Para combater Marx, Hannah Arendt, entre outros tantos nomes, irá cultivar o entendimento da política como o campo da atividade “verdadeiramente humana”, uma vez que o trabalho, determinado pela natureza enquanto seu meio e objeto, ainda seria um domínio do agir pouco afeito à liberdade, ou, como entendia Hegel, alheio à espiritualidade.
Sim, tudo isso é o velho dualismo metafísico-religioso ultra-remastigado, o antagonismo carne x alma dando as caras novamente e sempre que for necessário justificar a dominação social – com pompa e requinte filosóficos, claro, que é pra auferir alguma credibilidade.
Pois a liberdade da politicidade, que Hannah Arendt et caterva têm na mais alta estima, é a liberdade no sentido burguês mais pleno: trata-se da liberdade em relação à natureza enquanto “fonte de todos os meios e objetos de trabalho”, enquanto “condições objetivas do trabalho”. Eis que, portanto, os trabalhadores, na medida de sua determinação política na figura da cidadania (enquanto membros da comunidade política, o Estado), são tão livres quanto um saco de lixo jogado na rua; assim, compartilham fraternalmente, isto é, no doce reino da fantasia burguesa, com o patronato um estatuto de igualdade – abstrata, jurídica, mas suficiente para os propósitos espirituais da sociabilidade capitalista – que permitirá a ambos negociar a compra e venda de trabalho no mercado e assinar os contratos de trabalho de acordo com o Direito. São partes “iguais”, pois ambos são proprietários: uns, de sua própria força e capacidade de trabalho, ou seja, do próprio corpo; enquanto os outros detêm os meios e materiais (eis aí um bom negócio!) para que os primeiros possam trabalhar.
Apesar de certas esquerdas sentirem estranhas afinidades com a ideologia arendtiana, o fato é que o pensamento de direita não é mais que isso: o trabalhador escolhe seu patrão, seu salário, seu emprego e, portanto, não existe exploração e arrocho salarial, pois ele é livre para dizer “não” ao trabalho e morrer de fome – o que é uma alternativa como outra qualquer, certamente; pra não falar de sua função purificadora da alma (e Deus não ama ver os famélicos evoluindo?). Donde que as greves são ingratas violações dos contratos, e por isso a polícia sempre age pedagógica e civilizadamente para reinstaurar a igualdade e reintroduzir os trabalhadores na comunidade política dos cidadãos. Aí, resta medir forças na arena dos direitos – e, quanto a isso, é excepcional a capacidade da burguesia enxergar um Brasil venezuelano desde Getúlio: nossa enorme carga de direitos trabalhistas é expressão sensível do exercício parasitário dos trabalhadores sobre o “interesse geral da nação”; ou seja, trata-se de vagabundagem e, aqui sim, exploração – do laborioso e injustiçado patronato, por via do “aparato socialista” configurado e encarnado no Estado, esse monstro que Hobbes prescreveu contra a liberdade com seus terríveis intentos comunistas.

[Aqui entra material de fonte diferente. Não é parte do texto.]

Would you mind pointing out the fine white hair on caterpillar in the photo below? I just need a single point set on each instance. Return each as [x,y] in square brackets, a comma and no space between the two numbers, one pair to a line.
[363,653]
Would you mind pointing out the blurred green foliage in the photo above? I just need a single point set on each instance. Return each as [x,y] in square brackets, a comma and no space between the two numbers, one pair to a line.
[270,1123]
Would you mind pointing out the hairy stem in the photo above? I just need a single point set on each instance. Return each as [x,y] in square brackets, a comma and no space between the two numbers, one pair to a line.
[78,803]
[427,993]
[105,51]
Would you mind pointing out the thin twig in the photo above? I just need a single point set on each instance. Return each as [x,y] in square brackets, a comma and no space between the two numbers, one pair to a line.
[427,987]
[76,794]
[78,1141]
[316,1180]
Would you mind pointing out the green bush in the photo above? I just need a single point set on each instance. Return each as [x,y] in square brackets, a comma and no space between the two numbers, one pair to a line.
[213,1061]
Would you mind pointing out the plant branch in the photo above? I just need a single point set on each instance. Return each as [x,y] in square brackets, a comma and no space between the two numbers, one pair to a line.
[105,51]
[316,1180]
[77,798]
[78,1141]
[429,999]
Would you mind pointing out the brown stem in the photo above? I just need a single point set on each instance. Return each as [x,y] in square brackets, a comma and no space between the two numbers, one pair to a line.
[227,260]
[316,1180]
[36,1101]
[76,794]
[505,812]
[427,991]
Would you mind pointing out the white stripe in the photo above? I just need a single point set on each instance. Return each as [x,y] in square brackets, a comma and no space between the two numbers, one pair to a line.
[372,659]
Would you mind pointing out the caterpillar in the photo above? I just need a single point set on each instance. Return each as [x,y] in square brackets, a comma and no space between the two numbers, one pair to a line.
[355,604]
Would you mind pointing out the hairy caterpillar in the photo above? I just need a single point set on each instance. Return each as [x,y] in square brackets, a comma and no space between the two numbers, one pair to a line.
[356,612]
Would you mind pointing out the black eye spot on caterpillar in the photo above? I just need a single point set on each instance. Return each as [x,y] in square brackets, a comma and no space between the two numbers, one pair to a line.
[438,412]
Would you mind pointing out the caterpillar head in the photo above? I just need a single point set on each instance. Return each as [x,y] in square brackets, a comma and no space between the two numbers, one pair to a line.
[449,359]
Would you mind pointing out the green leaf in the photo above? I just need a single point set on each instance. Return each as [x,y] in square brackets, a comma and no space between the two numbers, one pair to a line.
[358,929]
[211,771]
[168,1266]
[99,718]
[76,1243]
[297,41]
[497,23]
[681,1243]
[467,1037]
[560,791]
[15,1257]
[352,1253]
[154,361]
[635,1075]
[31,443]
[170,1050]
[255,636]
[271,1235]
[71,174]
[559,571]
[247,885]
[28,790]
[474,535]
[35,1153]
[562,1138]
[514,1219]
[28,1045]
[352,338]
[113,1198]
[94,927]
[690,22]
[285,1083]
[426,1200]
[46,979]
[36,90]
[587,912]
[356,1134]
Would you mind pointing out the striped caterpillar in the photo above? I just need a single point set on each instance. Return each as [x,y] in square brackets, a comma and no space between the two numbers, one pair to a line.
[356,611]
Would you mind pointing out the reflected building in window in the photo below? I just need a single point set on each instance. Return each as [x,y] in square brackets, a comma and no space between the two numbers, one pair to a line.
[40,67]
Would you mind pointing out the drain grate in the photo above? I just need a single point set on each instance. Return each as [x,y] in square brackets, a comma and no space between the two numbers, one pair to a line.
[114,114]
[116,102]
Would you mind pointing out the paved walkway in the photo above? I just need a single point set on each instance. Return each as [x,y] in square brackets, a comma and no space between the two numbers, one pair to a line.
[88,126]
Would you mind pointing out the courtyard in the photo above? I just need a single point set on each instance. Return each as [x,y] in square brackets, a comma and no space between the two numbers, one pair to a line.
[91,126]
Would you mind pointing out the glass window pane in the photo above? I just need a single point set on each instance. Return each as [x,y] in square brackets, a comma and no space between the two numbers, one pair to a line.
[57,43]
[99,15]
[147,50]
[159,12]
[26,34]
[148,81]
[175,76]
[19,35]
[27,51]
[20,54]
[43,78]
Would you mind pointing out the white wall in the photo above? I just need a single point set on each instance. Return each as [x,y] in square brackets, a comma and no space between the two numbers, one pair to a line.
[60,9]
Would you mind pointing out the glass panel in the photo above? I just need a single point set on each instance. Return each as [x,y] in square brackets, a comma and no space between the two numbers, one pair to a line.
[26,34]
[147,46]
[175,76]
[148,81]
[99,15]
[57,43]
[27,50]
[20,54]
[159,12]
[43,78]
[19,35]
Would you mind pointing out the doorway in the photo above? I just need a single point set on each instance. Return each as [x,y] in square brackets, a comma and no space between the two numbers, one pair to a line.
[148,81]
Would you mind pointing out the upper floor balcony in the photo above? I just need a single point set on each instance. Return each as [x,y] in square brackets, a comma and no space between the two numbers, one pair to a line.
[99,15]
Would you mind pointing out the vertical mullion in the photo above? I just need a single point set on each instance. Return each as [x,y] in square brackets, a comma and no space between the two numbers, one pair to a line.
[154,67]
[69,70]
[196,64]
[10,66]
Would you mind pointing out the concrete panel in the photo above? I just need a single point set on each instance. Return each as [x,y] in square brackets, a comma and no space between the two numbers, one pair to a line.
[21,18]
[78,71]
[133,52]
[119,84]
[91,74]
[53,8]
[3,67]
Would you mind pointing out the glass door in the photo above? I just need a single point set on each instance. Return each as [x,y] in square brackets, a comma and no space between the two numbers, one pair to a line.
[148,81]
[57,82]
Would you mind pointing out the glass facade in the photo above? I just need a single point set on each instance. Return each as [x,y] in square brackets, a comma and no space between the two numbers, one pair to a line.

Deixando o delírio direitista de lado e voltando ao chão da “bürgerliche Gesellschaft” (isso que em português se traduz com o eufemismo sociedade “civil” – pois “sociedade burguesa” não pode, é baixo calão), observa-se que, de fato, ao ser convertido na vaga figura do cidadão, o indivíduo real é dessubstanciado de todas as suas características singulares, aquelas mesmas que fazem com que ele seja quem realmente é; e assim é que todos se tornam “iguais perante a lei” – apesar de que, persistindo a existência prática e concreta no animalesco mundo material, onde o tal cidadão é bem mais que uma penca de números e documentos, as penas são reles cócegas para a minoria e a mais completa desgraça para o resto.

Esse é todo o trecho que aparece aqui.